The Southern governors in this crucial time were about evenly split—six who leaned to moderation, five hard-line segs—but even the best of them, LeRoy Collins of Florida, was at first displeased by the Brown decision, and only later came to see the necessity and the wisdom of it. “I had wanted the states and the Congress to meet their responsibility and abolish the laws on segregation,” he would explain, “but they wouldn’t do it. I finally saw that a Supreme Court ruling was the only way it would ever happen. Segregation was wrong—morally, legally, politically. It had to change. That it should change became deeply implanted in my soul and conscience when I was governor. I felt an enlargement of responsibility to all the people of Florida.”

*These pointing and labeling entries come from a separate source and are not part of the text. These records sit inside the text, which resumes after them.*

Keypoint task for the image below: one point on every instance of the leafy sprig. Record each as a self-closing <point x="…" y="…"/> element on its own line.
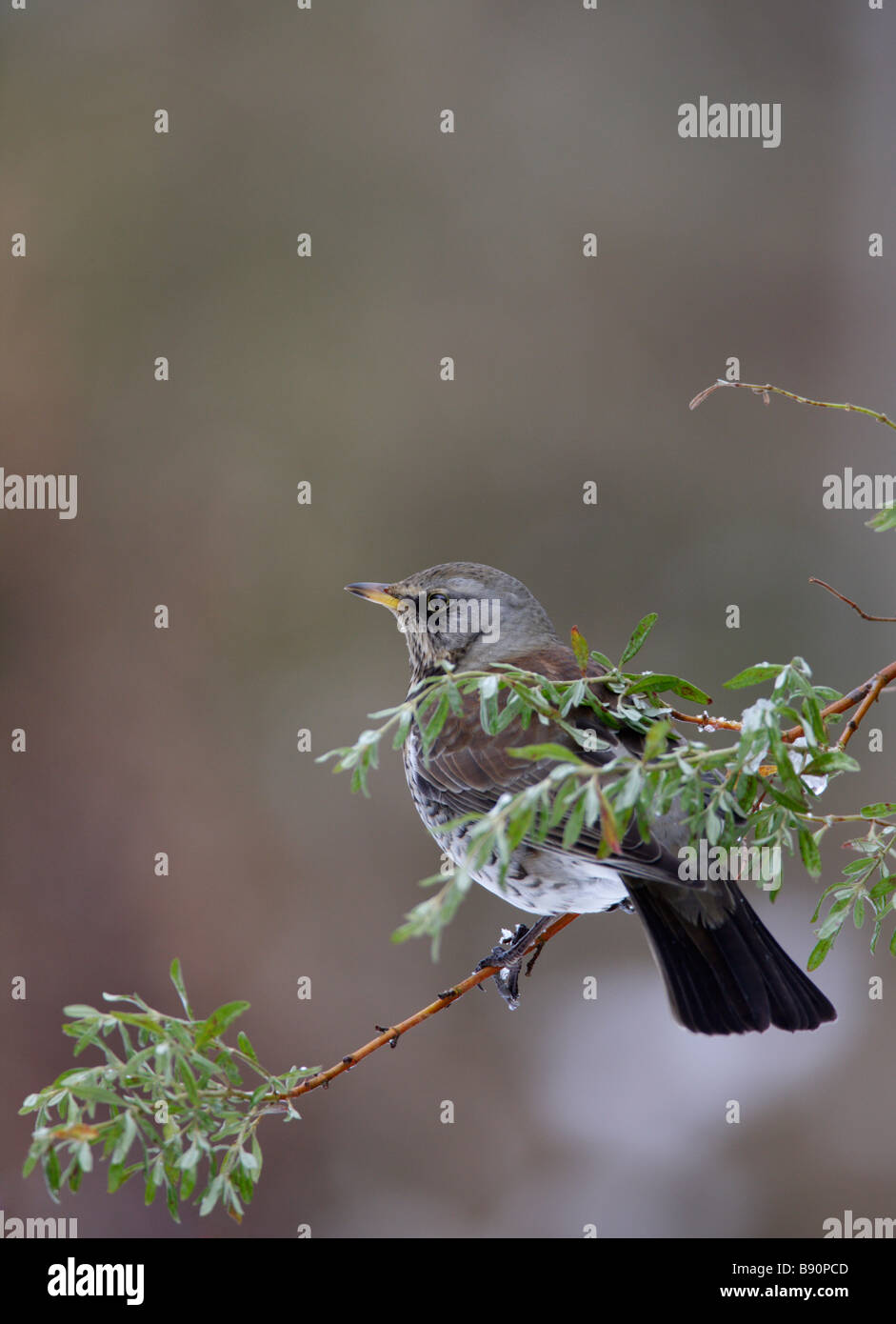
<point x="169" y="1096"/>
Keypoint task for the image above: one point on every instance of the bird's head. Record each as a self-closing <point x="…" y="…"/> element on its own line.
<point x="462" y="613"/>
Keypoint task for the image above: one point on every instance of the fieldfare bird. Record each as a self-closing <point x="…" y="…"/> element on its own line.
<point x="723" y="971"/>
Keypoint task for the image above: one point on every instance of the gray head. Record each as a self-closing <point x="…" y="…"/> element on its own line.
<point x="464" y="613"/>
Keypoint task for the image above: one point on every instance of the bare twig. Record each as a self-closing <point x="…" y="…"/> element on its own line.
<point x="879" y="682"/>
<point x="850" y="603"/>
<point x="767" y="391"/>
<point x="393" y="1033"/>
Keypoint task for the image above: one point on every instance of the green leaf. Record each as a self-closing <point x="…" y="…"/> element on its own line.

It was a feeling that no other governor in the region would be openly expressing by 1960. After more than half a century of politics as theater, as spectator sport staged by tin-pot dictators posing as statesmen, the South was still a rebellious colony, still isolated, impoverished, laggard, defensive, and sundered by race and class divisions. The better politicians who came along occasionally didn’t last very long. Ellis Arnall was a one-term governor of Georgia; Jim Folsom won twice in Alabama, but wasn’t effective; Sid McMath lost two races after serving four years as governor of Arkansas; Earl Long of Louisiana got put away in a mental institution. North
Carolinians Charles Deane and Thurmond Chatham lost their seats in the House right after they refused to sign the Southern Manifesto; Frank E. Smith of Mississippi, Brooks Hays of Arkansas, and Carl Elliott of Alabama felt they had to sign in order to keep their seats in the House—and all of them eventually lost to more conservative challengers anyway. LeRoy Collins ran for the Senate eight years after he was governor of Florida, and lost to a Republican.
If there was ever a chance that a liberal or even moderate political spirit would take root in the South after World War II—and that possibility did seem to exist—it diminished rapidly with the crushing defeat of Claude Pepper and Frank Graham in 1950, the triumph of Dwight Eisenhower and Richard Nixon in 1952, the Brown decision in 1954, and Eisenhower’s landslide reelection victory in 1956 (he won all but six states). With an overwhelming vote of confidence, Ike was encouraged to keep on standing aloof from the worsening racial and social problems of the South and the nation. In 1957 the rudderless ship of state finally drifted over the falls into a whirlpool of strife and violence, and Eisenhower, the reluctant warrior, had to send federal troops into Little Rock, Arkansas, to put down a calculated act of rebellion by the state’s governor, Orval Faubus. In a classic exhibition of blind rage and futility, the South would thrash about for the next decade in self-destructive combat with its own national government. The sins of the fathers would be visited upon succeeding generations for the rest of the century.